1860s - 1910s
The origins of Dreamland as an entertainment venue go back to the late 1860s when an unused railway terminal on the current site was turned into a restaurant and dance venue, known as the Hall-by-the-Sea.
In 1873, the Victorian circus entrepreneur “Lord” George Sanger refurbished the building into a restaurant by day and a ballroom by night.
It reopened on 27 June 1874. The former swampland behind the hall was turned into pleasure gardens with a mock ruined abbey used as a bandstand, and a lake, statues, sideshows, roundabouts, and numerous fishponds and fountains.
However, the greatest attraction was Sanger’s menagerie – lions, tigers, leopards, bears and wolves – which he bred there for his travelling circus. The animal cages and gothic walls on the present Dreamland western and southern boundaries (now Grade II listed) date from this time and are shockingly cramped by modern standards.
“Lord” George Sanger – he earned the nickname “his Lordship” from his father, for his smart dress – was the head lion trainer with Sanger’s Circus. He oversaw the breeding and training of the animals and on occasions would share his cottage in the grounds of the park with up to 20 lion cubs who needed hand-rearing and constant bottle feeds.
Sanger was elected the first president of the Showmen’s Guild of Great Britain, a post he held from 1890 until 1909. In 1905, he sold his zoo and circus and wrote an autobiography, Seventy Years a Showman, which contained accounts of the ups and downs of his career: “A showman’s life, my friends, is not all glory. Beneath the glitter and the tinsel is many a heartache. The open road is often strewn with thorns …”

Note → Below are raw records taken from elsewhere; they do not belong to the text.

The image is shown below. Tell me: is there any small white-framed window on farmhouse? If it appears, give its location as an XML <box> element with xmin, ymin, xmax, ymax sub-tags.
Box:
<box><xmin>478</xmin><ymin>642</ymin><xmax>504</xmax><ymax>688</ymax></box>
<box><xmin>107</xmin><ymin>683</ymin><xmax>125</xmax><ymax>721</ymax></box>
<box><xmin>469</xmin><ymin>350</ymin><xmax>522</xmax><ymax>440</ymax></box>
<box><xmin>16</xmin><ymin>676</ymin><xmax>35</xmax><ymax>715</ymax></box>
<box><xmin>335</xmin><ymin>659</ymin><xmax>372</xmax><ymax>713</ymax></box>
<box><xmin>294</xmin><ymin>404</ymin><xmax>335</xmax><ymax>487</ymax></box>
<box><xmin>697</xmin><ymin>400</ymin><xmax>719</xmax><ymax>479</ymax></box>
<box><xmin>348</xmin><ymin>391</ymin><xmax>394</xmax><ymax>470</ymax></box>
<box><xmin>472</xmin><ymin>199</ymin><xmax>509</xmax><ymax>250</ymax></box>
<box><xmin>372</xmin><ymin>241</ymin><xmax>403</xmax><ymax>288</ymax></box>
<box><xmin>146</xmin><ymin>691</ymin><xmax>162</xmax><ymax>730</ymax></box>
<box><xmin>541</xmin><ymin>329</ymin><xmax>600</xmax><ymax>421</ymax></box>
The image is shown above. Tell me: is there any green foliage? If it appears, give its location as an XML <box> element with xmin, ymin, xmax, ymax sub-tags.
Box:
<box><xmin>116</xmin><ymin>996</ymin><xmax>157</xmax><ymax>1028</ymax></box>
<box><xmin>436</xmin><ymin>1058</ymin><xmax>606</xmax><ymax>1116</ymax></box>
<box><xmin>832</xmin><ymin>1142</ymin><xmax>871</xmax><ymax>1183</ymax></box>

The hall’s ownership then passed to Arthur Reeve, and his wife, Harriett, (Sanger’s daughter). They began to focus on dance programmes and grand balls including regular masquerade and costume balls in the hall and skating rink and gardens. The aim was to attract a “better class” of customer who would have otherwise gone to Cliftonville and the Winter Gardens.
Business dipped in the First World War and, with their style of entertainment going out of fashion. The couple retired and sold the business for £40,000 in November 1919 to John Henry Iles, 47, who owned an advertising agency and had the vision of turning the site into an American-style amusement park. Iles already owned one of Britain’s earliest scenic railways, in Blackpool, and had developed other amusement parks.